Nicknamed “silent professionals,” America’s Special Operations Forces exist on the edge of war, moving behind and around front lines, preparing battles behind the scenes. They are as protected by obscurity as they are their own skill, which means that when they move around, it’s best if they can do it without any loud engines giving them away.
The Defense Advanced Research Projects Agency (DARPA), the Pentagon’s futuristic research wing, is making a silent motorcycle for the silent professionals. At a conference today in Tampa for Special Operations, DARPA showed off two different bikes.
As Defense One reports:
The combustion engines are for when the bikes don’t need to be quiet. Running on fuel, they reach 80 decibels — somewhere between a vacuum cleaner and a garbage disposal. Running on just electric power, the engines quiet down to 55 decibels — roughly as loud as an office. That silence becomes stealth, allowing the bicycling Green Berets to travel unheard, provided there is any other ambient sound at all.

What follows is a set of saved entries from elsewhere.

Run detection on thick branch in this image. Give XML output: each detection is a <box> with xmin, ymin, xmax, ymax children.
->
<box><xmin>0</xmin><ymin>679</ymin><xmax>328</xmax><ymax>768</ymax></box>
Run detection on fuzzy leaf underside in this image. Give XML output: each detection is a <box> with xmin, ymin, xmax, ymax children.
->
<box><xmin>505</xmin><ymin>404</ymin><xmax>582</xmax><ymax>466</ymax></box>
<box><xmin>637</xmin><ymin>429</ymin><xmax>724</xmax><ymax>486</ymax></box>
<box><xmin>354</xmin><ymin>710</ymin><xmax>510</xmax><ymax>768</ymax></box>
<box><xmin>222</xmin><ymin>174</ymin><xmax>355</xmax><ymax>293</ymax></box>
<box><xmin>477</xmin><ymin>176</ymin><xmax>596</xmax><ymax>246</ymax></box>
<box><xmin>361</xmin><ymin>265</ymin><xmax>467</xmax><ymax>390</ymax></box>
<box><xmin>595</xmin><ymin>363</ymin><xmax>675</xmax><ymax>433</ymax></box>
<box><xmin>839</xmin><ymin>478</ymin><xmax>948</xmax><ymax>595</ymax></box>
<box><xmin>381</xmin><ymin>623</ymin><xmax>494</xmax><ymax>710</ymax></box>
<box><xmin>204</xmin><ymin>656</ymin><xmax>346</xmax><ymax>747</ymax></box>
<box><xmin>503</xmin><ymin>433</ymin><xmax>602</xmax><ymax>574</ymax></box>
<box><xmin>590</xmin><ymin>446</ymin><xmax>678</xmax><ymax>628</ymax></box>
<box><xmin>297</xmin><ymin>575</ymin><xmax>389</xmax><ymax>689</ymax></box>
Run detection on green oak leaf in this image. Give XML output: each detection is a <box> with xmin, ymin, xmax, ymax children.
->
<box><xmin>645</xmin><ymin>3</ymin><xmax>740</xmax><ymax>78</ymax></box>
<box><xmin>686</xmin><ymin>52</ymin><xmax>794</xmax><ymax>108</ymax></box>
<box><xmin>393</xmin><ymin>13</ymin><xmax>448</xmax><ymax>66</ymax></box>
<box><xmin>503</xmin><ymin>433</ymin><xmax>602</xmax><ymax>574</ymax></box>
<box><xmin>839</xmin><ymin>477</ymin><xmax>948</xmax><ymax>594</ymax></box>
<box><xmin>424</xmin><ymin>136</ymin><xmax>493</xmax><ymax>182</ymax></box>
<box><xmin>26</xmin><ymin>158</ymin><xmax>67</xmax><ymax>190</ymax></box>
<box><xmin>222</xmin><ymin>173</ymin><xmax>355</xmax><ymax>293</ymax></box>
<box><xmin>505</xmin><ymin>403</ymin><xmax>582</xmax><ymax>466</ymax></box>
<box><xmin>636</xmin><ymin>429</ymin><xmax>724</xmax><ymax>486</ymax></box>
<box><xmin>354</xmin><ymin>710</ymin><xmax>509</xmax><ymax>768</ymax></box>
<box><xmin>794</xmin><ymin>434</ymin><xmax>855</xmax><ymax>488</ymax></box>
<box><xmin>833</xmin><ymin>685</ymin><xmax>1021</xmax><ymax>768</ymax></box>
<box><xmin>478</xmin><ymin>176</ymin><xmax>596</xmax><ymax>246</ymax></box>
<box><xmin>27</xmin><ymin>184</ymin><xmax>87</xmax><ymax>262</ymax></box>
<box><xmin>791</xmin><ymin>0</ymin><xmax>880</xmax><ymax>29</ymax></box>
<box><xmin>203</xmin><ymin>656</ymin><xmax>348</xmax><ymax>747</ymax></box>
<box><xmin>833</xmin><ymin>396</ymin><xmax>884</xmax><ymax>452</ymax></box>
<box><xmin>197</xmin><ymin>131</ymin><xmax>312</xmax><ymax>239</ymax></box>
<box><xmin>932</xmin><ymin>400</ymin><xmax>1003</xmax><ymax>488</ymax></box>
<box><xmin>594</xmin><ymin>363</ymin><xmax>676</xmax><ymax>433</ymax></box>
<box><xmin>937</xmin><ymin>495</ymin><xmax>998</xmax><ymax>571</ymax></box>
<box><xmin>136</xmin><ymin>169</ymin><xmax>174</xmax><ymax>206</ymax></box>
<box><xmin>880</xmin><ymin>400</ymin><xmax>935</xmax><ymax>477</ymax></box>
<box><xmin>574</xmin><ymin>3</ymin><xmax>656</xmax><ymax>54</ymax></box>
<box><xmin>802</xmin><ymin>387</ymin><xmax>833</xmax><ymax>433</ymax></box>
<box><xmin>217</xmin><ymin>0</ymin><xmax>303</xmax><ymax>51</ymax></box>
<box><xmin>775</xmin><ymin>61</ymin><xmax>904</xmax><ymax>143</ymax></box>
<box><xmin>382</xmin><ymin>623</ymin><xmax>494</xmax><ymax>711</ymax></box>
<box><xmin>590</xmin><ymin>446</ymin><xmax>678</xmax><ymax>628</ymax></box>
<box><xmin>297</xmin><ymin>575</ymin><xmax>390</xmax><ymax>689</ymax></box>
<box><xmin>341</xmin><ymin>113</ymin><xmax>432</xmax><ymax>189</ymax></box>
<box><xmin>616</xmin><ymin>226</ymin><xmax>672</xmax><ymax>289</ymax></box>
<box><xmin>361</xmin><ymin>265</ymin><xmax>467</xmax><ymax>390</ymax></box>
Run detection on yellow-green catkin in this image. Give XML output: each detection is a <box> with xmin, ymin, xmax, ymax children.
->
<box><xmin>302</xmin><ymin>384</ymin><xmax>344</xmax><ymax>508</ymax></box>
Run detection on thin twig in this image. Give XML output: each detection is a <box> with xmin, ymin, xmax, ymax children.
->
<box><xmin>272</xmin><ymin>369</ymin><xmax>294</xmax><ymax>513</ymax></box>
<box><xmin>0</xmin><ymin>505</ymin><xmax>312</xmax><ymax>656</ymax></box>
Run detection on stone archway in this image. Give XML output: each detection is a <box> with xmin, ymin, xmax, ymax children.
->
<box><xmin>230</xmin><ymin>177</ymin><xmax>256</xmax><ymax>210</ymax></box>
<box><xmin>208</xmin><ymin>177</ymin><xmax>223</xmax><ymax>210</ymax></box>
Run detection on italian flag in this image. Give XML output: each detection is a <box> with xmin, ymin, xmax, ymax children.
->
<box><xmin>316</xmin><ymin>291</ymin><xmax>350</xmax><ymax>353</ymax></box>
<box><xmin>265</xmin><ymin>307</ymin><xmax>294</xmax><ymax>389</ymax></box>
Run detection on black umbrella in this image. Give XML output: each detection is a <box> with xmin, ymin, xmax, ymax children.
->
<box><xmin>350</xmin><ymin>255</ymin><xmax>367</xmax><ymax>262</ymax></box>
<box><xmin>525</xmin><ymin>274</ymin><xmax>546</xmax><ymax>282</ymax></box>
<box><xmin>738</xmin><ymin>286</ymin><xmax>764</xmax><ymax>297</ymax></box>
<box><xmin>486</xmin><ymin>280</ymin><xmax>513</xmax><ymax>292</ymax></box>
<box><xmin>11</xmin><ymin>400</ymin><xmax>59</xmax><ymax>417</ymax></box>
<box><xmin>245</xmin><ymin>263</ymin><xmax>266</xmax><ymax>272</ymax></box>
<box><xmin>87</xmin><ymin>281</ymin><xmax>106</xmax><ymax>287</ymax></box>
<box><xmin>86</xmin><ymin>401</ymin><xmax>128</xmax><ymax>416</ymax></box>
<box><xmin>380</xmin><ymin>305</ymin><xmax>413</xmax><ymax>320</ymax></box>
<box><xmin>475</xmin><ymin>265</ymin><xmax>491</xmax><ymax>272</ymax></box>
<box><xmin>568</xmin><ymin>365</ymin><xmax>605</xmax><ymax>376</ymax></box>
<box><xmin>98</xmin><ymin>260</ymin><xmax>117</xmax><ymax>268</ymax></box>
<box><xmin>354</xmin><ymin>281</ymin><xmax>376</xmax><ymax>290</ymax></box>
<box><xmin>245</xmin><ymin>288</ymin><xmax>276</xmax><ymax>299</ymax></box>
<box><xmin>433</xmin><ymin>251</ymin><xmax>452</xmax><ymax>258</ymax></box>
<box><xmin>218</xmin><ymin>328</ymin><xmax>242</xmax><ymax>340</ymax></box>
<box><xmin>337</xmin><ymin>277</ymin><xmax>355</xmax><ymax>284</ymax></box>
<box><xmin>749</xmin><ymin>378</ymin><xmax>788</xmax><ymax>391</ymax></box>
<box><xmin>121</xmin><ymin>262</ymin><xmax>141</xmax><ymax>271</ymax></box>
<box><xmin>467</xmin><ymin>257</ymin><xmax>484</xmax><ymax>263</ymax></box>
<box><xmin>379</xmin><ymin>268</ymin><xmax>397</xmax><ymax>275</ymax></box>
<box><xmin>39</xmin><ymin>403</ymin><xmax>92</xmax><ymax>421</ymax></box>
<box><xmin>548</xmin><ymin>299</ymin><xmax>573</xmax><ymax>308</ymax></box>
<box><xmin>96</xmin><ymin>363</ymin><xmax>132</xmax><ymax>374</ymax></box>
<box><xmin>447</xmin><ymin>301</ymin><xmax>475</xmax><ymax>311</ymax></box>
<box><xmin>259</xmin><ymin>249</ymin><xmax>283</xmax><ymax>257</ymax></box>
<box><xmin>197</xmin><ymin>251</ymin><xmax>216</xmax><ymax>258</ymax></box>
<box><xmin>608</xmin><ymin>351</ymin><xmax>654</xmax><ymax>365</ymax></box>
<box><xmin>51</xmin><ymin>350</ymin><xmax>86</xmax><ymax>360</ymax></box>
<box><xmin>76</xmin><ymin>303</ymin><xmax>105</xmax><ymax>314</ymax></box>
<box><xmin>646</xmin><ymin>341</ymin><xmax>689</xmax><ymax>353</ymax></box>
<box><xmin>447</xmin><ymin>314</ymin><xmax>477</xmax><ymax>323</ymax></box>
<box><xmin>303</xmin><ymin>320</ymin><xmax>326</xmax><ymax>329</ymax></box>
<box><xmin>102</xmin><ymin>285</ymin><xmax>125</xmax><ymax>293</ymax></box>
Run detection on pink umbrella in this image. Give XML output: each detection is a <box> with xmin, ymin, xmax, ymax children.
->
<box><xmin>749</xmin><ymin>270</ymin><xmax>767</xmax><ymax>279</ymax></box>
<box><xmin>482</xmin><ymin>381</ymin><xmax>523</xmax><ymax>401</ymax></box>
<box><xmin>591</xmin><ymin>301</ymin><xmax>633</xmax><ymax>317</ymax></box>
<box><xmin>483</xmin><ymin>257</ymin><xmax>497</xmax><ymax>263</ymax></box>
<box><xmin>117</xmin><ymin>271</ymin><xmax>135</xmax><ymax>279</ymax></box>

What role does a motorcycle have on the modern battlefield? These bikes aren’t made to carry people straight into combat, but motorcycles can go where many vehicles can’t, and if the bicycles arrive by helicopter or a vertically landing V-22, then the special operators using them can go a great many places that adversaries would normally consider safe.
This is especially important for America’s long-running “light footprint” wars, where local allies do most of the major fighting with the support of American special forces and aircraft. Giving special forces the flexibility to move around countries undetected is a good way to do more with the resources we already have.
Both silent motorbikes are in phase two of a standard three phase development cycle, so they won’t make it to the battlefield just yet. Given how long America’s wars last, it’s likely they’ll still see some action before the conflicts are done.